Triggering Additional Actions: Optionally, you can configure this playbook to: 

  • Send notifications to analysts or stakeholders when critical tickets change status. 
  • Close related investigations or tasks in Splunk SOAR based on the updated status. 
  • Trigger further automation actions or playbooks based on specific status triggers. 

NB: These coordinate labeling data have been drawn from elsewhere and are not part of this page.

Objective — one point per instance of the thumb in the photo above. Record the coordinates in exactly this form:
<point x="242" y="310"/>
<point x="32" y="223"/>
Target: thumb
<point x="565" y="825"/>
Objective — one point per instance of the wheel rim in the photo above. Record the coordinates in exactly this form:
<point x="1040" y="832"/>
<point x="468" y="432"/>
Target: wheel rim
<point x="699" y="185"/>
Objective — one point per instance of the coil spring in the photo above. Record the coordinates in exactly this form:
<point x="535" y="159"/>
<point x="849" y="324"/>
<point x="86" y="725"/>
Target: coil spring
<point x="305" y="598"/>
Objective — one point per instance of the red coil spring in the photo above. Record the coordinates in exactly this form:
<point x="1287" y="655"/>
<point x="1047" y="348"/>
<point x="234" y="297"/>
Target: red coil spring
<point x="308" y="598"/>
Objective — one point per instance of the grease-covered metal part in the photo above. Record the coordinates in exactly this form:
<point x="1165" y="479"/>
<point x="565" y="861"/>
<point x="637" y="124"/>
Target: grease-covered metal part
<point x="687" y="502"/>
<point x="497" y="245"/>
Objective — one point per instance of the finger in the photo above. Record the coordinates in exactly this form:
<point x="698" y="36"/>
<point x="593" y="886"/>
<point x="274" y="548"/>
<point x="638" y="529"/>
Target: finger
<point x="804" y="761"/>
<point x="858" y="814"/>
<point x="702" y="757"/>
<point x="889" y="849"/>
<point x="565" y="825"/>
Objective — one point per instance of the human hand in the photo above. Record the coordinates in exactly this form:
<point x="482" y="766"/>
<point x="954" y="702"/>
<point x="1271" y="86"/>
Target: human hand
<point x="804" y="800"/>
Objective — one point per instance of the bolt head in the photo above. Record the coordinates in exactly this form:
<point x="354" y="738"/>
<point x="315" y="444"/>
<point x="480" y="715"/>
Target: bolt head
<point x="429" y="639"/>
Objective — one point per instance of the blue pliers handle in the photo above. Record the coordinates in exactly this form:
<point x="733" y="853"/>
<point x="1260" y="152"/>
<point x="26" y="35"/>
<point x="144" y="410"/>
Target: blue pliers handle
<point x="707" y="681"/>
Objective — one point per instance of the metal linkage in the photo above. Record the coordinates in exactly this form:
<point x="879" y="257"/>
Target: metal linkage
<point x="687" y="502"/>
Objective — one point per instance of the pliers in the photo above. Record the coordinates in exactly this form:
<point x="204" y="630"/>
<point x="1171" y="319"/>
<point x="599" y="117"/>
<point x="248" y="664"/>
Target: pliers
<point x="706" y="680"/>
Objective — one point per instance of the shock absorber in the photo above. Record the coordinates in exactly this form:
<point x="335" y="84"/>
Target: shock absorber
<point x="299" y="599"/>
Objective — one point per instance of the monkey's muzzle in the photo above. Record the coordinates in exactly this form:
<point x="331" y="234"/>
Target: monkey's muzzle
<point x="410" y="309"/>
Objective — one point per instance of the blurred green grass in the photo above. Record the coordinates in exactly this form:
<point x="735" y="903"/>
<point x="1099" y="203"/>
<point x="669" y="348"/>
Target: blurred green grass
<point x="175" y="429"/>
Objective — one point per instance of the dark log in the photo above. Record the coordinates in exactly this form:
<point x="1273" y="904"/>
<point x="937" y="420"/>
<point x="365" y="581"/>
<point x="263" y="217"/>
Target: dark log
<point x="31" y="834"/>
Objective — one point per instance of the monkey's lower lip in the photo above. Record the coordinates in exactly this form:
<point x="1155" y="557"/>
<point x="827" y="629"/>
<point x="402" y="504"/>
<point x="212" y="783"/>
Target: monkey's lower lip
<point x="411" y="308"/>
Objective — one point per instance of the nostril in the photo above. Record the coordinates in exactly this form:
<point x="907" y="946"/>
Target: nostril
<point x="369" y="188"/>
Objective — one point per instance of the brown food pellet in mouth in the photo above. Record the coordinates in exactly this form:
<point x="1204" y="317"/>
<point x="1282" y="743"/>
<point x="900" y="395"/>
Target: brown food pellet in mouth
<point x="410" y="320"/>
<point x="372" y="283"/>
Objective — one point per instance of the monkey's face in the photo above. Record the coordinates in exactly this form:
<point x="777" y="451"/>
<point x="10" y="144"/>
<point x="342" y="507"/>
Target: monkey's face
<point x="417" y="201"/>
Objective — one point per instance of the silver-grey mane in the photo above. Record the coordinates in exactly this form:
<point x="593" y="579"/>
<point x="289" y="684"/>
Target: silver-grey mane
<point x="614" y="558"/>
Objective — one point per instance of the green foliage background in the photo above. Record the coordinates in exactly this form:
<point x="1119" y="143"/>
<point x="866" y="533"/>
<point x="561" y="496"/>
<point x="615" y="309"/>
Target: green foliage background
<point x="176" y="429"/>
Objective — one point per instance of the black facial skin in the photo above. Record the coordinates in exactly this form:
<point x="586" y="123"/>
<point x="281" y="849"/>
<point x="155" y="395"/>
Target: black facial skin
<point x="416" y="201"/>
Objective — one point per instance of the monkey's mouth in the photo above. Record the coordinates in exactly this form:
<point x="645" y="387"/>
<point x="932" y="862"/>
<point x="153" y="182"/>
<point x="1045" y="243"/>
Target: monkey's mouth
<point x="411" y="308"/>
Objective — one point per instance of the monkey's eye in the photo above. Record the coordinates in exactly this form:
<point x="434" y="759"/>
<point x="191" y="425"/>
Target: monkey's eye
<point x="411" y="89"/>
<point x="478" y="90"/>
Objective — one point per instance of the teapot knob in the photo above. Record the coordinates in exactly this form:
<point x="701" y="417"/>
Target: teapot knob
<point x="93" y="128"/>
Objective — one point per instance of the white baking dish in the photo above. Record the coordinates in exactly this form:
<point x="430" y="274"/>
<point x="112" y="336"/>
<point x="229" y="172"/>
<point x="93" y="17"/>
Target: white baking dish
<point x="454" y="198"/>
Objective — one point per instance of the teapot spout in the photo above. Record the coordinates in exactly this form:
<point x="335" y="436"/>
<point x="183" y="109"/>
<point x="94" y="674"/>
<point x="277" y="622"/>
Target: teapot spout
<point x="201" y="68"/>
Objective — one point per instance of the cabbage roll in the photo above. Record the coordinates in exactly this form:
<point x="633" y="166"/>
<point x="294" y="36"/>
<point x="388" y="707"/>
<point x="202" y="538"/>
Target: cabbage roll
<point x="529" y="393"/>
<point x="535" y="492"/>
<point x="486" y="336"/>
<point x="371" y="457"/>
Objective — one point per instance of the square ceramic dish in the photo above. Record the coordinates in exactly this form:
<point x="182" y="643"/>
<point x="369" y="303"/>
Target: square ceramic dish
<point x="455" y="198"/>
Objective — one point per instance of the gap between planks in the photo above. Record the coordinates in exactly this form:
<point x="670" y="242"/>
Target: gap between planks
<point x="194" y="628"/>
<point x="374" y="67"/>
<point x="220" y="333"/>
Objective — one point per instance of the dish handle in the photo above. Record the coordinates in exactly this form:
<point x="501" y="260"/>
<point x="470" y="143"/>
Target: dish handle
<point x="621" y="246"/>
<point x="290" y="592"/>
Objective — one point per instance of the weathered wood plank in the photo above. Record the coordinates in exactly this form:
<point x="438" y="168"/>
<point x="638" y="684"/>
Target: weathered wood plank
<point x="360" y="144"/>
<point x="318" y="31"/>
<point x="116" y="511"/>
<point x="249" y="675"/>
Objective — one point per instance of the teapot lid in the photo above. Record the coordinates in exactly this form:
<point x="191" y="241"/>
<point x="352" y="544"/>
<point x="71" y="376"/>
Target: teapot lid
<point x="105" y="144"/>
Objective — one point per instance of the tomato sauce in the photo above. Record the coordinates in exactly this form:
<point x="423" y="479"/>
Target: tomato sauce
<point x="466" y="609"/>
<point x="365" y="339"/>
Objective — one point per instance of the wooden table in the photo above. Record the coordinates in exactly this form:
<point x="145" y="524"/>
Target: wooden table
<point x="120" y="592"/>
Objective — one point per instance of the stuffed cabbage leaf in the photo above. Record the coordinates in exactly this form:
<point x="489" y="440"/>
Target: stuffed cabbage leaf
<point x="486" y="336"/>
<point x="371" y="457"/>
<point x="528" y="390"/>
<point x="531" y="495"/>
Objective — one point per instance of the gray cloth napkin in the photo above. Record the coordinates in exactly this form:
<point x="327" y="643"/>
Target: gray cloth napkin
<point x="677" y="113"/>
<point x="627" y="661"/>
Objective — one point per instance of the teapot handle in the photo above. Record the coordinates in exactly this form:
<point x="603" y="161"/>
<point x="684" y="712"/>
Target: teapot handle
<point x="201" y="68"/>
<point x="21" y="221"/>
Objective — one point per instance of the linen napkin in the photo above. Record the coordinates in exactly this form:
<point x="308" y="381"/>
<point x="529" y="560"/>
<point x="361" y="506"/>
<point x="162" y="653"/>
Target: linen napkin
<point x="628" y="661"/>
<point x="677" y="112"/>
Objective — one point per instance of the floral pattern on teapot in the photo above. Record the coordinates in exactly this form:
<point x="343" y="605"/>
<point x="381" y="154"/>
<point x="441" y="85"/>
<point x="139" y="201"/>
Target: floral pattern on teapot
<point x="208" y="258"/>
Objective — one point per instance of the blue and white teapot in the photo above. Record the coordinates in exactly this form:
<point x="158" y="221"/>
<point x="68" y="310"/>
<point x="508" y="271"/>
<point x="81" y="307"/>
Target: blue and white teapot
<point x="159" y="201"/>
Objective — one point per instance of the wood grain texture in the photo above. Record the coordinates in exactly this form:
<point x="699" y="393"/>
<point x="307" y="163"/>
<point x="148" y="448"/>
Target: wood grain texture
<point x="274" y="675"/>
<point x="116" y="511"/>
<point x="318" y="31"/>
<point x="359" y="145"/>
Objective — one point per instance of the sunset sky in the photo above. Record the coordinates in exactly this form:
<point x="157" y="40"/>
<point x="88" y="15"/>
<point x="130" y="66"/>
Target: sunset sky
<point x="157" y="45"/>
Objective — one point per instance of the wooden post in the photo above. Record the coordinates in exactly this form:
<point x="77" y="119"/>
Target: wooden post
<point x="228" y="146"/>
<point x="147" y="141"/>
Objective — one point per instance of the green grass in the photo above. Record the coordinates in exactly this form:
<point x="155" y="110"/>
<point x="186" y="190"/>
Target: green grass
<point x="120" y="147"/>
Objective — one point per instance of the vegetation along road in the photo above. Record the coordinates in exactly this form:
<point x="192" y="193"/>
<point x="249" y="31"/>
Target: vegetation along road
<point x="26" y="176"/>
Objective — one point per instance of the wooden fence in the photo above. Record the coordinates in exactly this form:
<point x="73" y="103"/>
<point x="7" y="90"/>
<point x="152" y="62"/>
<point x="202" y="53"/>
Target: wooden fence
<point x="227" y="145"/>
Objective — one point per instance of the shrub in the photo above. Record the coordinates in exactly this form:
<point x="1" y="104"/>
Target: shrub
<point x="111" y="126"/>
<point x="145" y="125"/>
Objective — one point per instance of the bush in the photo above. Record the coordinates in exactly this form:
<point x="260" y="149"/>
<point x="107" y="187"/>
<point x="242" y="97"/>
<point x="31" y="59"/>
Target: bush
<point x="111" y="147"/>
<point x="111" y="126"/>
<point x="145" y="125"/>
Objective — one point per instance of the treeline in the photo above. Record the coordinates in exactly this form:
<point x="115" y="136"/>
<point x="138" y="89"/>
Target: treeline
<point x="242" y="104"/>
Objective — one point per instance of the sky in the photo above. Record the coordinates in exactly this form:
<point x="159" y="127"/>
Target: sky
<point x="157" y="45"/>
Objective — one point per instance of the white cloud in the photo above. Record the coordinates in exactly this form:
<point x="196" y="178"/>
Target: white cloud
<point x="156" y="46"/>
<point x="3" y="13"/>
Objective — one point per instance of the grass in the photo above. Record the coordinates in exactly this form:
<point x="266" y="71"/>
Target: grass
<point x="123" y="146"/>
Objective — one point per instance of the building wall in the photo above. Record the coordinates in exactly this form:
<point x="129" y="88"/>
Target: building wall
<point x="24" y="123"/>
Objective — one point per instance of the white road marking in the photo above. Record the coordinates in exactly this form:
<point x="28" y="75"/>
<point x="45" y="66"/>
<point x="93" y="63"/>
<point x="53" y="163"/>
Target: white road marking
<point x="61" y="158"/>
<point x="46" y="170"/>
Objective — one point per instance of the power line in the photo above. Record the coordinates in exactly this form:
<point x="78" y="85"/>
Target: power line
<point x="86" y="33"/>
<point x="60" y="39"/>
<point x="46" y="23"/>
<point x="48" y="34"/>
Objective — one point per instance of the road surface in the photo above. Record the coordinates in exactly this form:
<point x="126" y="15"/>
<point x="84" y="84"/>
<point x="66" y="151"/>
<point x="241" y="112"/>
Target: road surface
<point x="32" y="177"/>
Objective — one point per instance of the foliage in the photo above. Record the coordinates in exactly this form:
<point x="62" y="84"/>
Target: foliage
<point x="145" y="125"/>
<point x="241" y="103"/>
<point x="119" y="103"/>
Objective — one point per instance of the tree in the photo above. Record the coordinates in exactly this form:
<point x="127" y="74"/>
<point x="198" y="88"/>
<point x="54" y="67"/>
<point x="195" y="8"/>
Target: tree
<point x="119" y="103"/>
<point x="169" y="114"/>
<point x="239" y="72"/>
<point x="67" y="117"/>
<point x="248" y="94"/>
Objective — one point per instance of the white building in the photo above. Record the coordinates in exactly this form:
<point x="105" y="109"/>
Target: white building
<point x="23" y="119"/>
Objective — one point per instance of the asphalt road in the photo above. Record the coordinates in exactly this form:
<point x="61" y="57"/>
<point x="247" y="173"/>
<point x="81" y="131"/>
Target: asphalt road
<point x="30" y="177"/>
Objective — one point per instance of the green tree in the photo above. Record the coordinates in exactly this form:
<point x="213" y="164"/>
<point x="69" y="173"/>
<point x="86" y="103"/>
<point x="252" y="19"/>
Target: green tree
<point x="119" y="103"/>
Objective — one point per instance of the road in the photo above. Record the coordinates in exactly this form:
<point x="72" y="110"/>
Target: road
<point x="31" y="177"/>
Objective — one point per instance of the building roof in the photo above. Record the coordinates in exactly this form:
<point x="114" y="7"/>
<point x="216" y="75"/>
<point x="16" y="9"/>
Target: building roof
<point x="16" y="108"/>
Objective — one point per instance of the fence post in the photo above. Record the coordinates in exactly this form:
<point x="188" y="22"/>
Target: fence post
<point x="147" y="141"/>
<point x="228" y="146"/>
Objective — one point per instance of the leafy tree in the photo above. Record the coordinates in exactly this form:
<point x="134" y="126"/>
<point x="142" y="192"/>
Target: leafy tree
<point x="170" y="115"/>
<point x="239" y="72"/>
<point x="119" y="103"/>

  • Enhanced Visibility: Maintain a real-time overview of incident progress and priorities, enabling informed decision-making. 
  • Reduced Manual Effort: Eliminate the need for analysts to manually update ticket statuses, freeing up time for more strategic tasks. 
  • Improved Accuracy: Mitigate the risk of errors or inconsistencies that can arise from manual updates, ensuring data integrity. 
  • Accelerated Response: Enable analysts to respond quickly and decisively to evolving incidents based on accurate status information. 
  • Streamlined Workflows: Foster a more efficient and agile incident response process by automating status updates and triggering downstream actions. 

Playbook 3: Automation Playbook to Purge Closed Status Tickets from Custom List and Notify Analysts

Focus: This playbook maintains a clean and efficient custom list by automatically removing resolved tickets and proactively notifying analysts about potential action items. 


  • Closed Ticket Identification: The playbook periodically scans the custom list in Splunk SOAR, searching for entries with a status of “closed.” 
  • Automatic Purge: Upon identifying closed tickets, it efficiently removes them from the list, preventing clutter and ensuring focus on active threats. 
  • Stale Ticket Notifications: It also proactively examines open tickets, pinpointing those with a status of “new,” “on-hold,” or “in progress” that have been stagnant for over 7 days. 
  • Alerting Analysts: For these stale tickets, the playbook sends targeted notifications to analysts, highlighting potential action items or escalation needs. 

Customizable Notifications: You can further tailor this playbook to: 

  • Send notifications to specific analysts or teams based on ticket ownership or priority. 
  • Include additional context or data within the notifications to aid decision-making. 
  • Trigger further actions or playbooks based on stale ticket criteria. 


  • Improved List Maintainability: Keep the custom list organized and focused on active threats, enhancing its usability for analysts. 
  • Reduced Clutter: Eliminate irrelevant information, making it easier to visualize and prioritize ongoing incidents. 
  • Prompt Action on Stale Tickets: Prevent tickets from lingering in limbo, ensuring timely resolution and reducing potential risks. 
  • Enhanced Analyst Awareness: Bring attention to potential bottlenecks or areas requiring escalation, fostering proactive incident management. 
  • Streamlined Workflows: Automate ticket management tasks, freeing up analyst time for more strategic analysis and response. 


Splunk SOAR’s trio of playbooks for threat analysis and ticket management demonstrates a holistic approach to incident response. By seamlessly integrating with ServiceNow and automating processes from ticket creation to status updates and purging closed cases, Splunk SOAR empowers organizations to respond to cyber threats swiftly and efficiently. In an era where time is of the essence, these playbooks stand as indispensable tools for cybersecurity teams striving to stay ahead of adversaries.